Noel Carroll「物語的連結について」
Beyond Aesthetics: Philosophical Essays
Carroll, Noel, 2001, On the narrative connection
- 1. 物語的連結を定義する
- 2. 反論
- 3. 物語の理解
物語的連結は物語の主要な構成要素であるとされる。物語的連結は、二つの出来事の関係である。キャロルによれば、あるテキストが物語であるのは、それが多くの物語的連結を含むときだ。
キャロルによれば、物語的連結が実現するのは以下のときである。
- 1. 言説が、二つ以上の出来事/事態を表現する。
- 2. 全体的に前方志向的な仕方(時系列順)である。
- 3. 少なくとも一つの統一された主体の履歴に関わる。
- 4. 出来事/事態の時間的関係が明確に順序づけられている。
- 5. 前の出来事は後の出来事/事態の引き起こしのための少なくとも因果的必要条件である。
基本的には物語には因果関係が必要という話である。因果関係が表現されていない場合は、「記録」「年代記」といった別のカテゴリーになる。

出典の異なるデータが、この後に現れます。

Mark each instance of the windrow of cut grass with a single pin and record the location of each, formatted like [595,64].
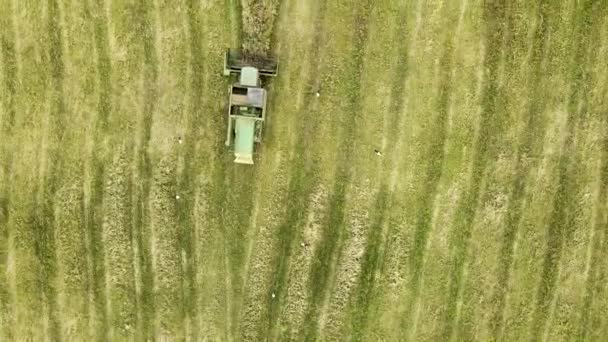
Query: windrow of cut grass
[273,188]
[8,102]
[166,251]
[258,18]
[118,240]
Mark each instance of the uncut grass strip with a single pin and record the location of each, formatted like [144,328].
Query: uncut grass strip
[323,271]
[487,142]
[561,219]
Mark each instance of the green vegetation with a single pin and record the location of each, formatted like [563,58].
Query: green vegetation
[483,218]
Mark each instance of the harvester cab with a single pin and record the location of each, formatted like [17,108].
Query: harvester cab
[247,102]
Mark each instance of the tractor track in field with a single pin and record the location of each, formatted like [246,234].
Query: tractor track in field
[365,251]
[491,128]
[301,183]
[560,224]
[268,227]
[328,252]
[95,187]
[530,145]
[594,275]
[367,287]
[9,78]
[44,223]
[118,258]
[140,179]
[432,177]
[188,177]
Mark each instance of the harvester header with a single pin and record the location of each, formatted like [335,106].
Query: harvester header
[247,102]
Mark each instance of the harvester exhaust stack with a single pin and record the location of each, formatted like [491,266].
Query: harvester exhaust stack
[247,102]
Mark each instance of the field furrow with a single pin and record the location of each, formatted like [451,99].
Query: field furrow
[117,238]
[8,84]
[95,166]
[165,250]
[428,170]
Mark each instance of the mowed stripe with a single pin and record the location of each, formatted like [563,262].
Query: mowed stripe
[269,236]
[590,321]
[170,124]
[584,156]
[116,232]
[434,145]
[300,229]
[73,272]
[8,89]
[142,173]
[303,107]
[166,255]
[529,147]
[231,191]
[210,272]
[488,143]
[52,164]
[126,96]
[95,168]
[560,223]
[369,197]
[344,83]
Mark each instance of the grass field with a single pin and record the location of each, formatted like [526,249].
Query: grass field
[485,218]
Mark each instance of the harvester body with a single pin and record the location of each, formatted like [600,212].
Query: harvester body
[247,103]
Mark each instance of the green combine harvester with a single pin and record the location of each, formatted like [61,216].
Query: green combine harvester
[247,102]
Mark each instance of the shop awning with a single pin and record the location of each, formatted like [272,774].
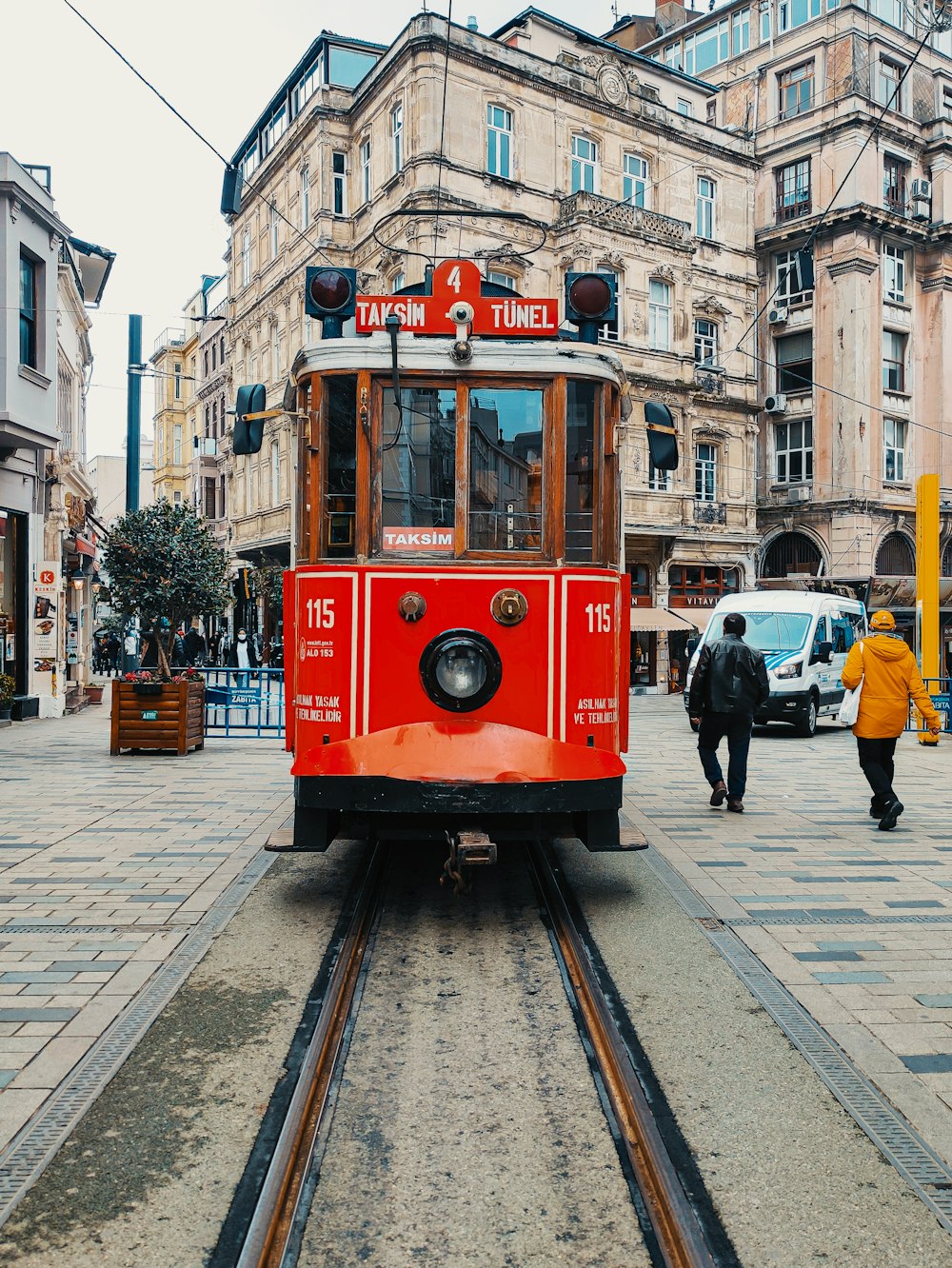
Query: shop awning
[656,619]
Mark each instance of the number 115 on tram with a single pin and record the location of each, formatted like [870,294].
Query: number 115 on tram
[457,621]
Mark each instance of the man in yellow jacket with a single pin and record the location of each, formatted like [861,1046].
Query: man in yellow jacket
[890,677]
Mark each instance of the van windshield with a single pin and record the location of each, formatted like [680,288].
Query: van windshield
[767,632]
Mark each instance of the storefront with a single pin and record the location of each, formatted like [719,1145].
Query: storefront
[14,596]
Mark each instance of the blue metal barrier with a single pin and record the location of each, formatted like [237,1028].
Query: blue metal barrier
[939,690]
[244,702]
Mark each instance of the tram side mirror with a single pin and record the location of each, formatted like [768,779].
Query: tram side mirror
[662,436]
[591,302]
[248,431]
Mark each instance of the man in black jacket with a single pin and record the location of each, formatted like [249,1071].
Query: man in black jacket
[729,686]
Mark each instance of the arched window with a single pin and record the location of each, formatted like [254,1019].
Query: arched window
[791,554]
[895,557]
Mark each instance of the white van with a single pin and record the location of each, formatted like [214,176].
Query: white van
[803,638]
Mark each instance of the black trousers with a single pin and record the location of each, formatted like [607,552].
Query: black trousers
[878,766]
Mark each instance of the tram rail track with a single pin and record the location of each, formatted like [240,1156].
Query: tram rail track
[271,1225]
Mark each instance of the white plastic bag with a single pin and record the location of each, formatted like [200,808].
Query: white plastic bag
[849,707]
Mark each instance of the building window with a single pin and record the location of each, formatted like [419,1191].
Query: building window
[792,443]
[894,432]
[894,274]
[741,30]
[585,165]
[705,472]
[889,84]
[706,190]
[339,164]
[795,363]
[610,329]
[705,341]
[366,170]
[660,316]
[397,136]
[790,289]
[634,180]
[703,583]
[893,362]
[795,90]
[794,190]
[30,273]
[895,174]
[305,197]
[795,12]
[498,141]
[275,473]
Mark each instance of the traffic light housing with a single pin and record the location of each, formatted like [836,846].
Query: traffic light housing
[591,302]
[662,436]
[248,432]
[331,296]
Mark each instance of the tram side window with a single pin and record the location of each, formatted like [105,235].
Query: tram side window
[580,472]
[505,469]
[341,496]
[419,468]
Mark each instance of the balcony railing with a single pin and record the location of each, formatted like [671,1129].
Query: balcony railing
[170,337]
[710,512]
[623,217]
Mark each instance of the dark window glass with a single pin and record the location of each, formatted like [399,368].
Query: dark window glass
[505,469]
[340,500]
[419,468]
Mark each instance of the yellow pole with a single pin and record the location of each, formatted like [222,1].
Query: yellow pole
[927,584]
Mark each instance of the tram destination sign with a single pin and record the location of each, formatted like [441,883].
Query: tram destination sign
[458,282]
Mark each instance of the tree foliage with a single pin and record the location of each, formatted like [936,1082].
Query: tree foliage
[165,565]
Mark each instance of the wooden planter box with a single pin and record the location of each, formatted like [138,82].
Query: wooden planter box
[174,717]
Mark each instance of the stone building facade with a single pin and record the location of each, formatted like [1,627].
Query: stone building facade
[615,157]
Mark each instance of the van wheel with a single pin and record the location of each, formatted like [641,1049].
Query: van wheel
[806,726]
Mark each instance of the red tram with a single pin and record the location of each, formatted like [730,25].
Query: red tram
[457,623]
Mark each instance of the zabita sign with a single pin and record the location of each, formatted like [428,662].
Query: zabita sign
[458,282]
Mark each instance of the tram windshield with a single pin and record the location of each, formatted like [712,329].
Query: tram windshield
[505,469]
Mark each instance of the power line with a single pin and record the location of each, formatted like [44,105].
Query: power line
[197,133]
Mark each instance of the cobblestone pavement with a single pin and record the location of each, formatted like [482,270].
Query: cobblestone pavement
[856,923]
[107,863]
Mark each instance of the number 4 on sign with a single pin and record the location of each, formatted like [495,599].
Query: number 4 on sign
[599,618]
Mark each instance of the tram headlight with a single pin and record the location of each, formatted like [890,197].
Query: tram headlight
[461,669]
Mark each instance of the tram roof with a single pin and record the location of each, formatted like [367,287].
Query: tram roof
[528,358]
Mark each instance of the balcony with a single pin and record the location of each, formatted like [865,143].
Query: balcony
[710,512]
[623,217]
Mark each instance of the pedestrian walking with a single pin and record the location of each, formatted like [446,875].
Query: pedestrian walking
[890,677]
[729,686]
[195,650]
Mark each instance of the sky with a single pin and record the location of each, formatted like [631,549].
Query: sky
[130,176]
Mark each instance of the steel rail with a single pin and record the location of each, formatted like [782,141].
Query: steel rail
[275,1217]
[676,1225]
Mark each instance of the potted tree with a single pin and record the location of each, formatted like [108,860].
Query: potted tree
[8,686]
[164,565]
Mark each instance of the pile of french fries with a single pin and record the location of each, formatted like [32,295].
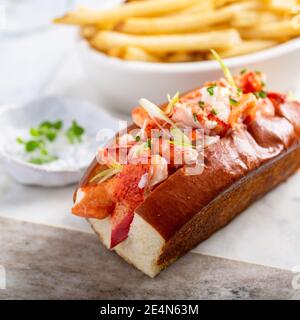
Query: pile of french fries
[186,30]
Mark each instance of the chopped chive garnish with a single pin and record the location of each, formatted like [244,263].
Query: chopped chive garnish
[149,143]
[44,133]
[195,117]
[210,90]
[214,112]
[233,102]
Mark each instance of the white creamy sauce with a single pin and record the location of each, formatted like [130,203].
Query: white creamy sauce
[70,156]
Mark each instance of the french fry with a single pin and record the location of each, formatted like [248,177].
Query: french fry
[138,54]
[106,40]
[116,52]
[281,6]
[280,31]
[184,57]
[245,19]
[84,16]
[221,3]
[201,7]
[184,23]
[185,30]
[245,47]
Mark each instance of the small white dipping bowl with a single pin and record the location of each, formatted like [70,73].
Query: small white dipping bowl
[121,83]
[21,117]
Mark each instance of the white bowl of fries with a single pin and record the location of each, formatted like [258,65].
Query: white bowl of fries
[154,48]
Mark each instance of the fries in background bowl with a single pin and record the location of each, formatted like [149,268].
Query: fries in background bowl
[185,30]
[126,55]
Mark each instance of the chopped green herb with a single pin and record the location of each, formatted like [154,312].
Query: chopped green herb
[74,133]
[195,117]
[172,102]
[34,132]
[32,145]
[44,133]
[214,112]
[51,136]
[201,104]
[149,143]
[20,140]
[210,90]
[233,102]
[261,94]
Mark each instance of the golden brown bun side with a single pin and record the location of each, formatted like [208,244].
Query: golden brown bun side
[230,203]
[172,204]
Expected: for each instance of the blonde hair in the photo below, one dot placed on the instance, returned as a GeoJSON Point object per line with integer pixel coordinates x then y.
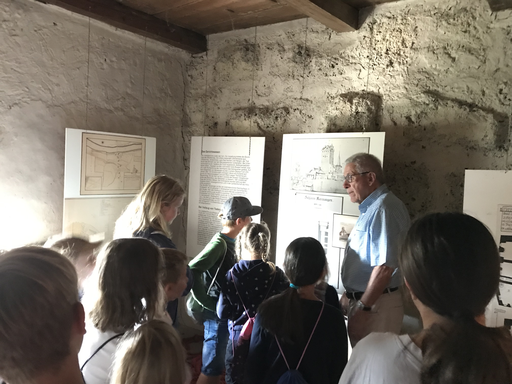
{"type": "Point", "coordinates": [255, 238]}
{"type": "Point", "coordinates": [38, 302]}
{"type": "Point", "coordinates": [174, 261]}
{"type": "Point", "coordinates": [151, 354]}
{"type": "Point", "coordinates": [145, 209]}
{"type": "Point", "coordinates": [127, 284]}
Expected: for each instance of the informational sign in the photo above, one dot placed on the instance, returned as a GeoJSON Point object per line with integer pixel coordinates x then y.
{"type": "Point", "coordinates": [487, 197]}
{"type": "Point", "coordinates": [312, 200]}
{"type": "Point", "coordinates": [103, 172]}
{"type": "Point", "coordinates": [220, 168]}
{"type": "Point", "coordinates": [112, 164]}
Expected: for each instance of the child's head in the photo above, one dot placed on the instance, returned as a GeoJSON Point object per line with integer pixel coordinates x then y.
{"type": "Point", "coordinates": [128, 284]}
{"type": "Point", "coordinates": [80, 252]}
{"type": "Point", "coordinates": [451, 264]}
{"type": "Point", "coordinates": [41, 319]}
{"type": "Point", "coordinates": [175, 280]}
{"type": "Point", "coordinates": [237, 212]}
{"type": "Point", "coordinates": [156, 206]}
{"type": "Point", "coordinates": [253, 242]}
{"type": "Point", "coordinates": [151, 354]}
{"type": "Point", "coordinates": [305, 262]}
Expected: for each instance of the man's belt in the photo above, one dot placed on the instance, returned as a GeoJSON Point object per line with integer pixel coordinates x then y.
{"type": "Point", "coordinates": [358, 295]}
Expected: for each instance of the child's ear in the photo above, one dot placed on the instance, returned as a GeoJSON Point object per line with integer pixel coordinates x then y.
{"type": "Point", "coordinates": [168, 289]}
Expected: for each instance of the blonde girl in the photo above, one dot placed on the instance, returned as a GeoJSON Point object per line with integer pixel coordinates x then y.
{"type": "Point", "coordinates": [253, 279]}
{"type": "Point", "coordinates": [149, 215]}
{"type": "Point", "coordinates": [126, 291]}
{"type": "Point", "coordinates": [151, 354]}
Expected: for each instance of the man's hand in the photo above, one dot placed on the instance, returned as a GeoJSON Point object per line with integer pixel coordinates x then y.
{"type": "Point", "coordinates": [345, 303]}
{"type": "Point", "coordinates": [379, 280]}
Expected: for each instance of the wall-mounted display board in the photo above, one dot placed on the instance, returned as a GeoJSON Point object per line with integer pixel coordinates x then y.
{"type": "Point", "coordinates": [312, 200]}
{"type": "Point", "coordinates": [488, 197]}
{"type": "Point", "coordinates": [220, 168]}
{"type": "Point", "coordinates": [103, 171]}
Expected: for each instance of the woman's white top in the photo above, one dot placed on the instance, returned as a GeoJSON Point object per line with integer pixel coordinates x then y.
{"type": "Point", "coordinates": [383, 358]}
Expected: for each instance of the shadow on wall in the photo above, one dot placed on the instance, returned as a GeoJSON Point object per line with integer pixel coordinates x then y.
{"type": "Point", "coordinates": [358, 111]}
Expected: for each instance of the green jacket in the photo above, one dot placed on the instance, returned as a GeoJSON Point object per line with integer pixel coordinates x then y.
{"type": "Point", "coordinates": [204, 267]}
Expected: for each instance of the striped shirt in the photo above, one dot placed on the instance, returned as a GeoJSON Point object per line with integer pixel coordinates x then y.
{"type": "Point", "coordinates": [375, 239]}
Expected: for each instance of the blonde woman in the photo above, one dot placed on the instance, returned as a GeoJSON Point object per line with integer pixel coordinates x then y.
{"type": "Point", "coordinates": [127, 291]}
{"type": "Point", "coordinates": [151, 354]}
{"type": "Point", "coordinates": [253, 279]}
{"type": "Point", "coordinates": [149, 216]}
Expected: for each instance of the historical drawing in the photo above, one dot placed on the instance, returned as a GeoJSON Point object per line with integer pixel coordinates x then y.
{"type": "Point", "coordinates": [317, 164]}
{"type": "Point", "coordinates": [342, 226]}
{"type": "Point", "coordinates": [112, 164]}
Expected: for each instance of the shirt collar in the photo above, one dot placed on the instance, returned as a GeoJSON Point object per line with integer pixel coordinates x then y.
{"type": "Point", "coordinates": [372, 198]}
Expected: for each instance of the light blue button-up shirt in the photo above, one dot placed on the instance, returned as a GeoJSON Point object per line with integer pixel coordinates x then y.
{"type": "Point", "coordinates": [375, 239]}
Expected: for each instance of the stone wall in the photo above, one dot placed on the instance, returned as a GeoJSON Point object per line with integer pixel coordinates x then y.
{"type": "Point", "coordinates": [436, 76]}
{"type": "Point", "coordinates": [58, 70]}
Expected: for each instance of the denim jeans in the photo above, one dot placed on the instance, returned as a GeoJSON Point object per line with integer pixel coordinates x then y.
{"type": "Point", "coordinates": [214, 345]}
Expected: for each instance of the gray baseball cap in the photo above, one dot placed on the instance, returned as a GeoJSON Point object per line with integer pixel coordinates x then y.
{"type": "Point", "coordinates": [238, 207]}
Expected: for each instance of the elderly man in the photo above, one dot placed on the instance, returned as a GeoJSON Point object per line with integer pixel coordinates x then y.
{"type": "Point", "coordinates": [370, 273]}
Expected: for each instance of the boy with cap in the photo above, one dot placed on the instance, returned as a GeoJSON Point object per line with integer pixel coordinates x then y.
{"type": "Point", "coordinates": [209, 269]}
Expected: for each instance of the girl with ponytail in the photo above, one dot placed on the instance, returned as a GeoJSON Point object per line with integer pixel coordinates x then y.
{"type": "Point", "coordinates": [451, 267]}
{"type": "Point", "coordinates": [295, 328]}
{"type": "Point", "coordinates": [253, 279]}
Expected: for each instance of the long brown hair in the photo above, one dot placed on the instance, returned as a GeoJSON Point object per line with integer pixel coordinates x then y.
{"type": "Point", "coordinates": [452, 265]}
{"type": "Point", "coordinates": [304, 265]}
{"type": "Point", "coordinates": [128, 285]}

ただ、ここで問題になる因果関係は「もし仮に前の出来事がなければ後の出来事も無かっただろう」というものだとされる。
十分な原因(前の出来事が起きれば必ず後の出来事も起きる)である必要はないということで、少し弱い条件になっている。
INUS条件(insufficient but non-redundant parts of a condition which is itself unnecessary but sufficient for the occurrence of the effect)というらしい。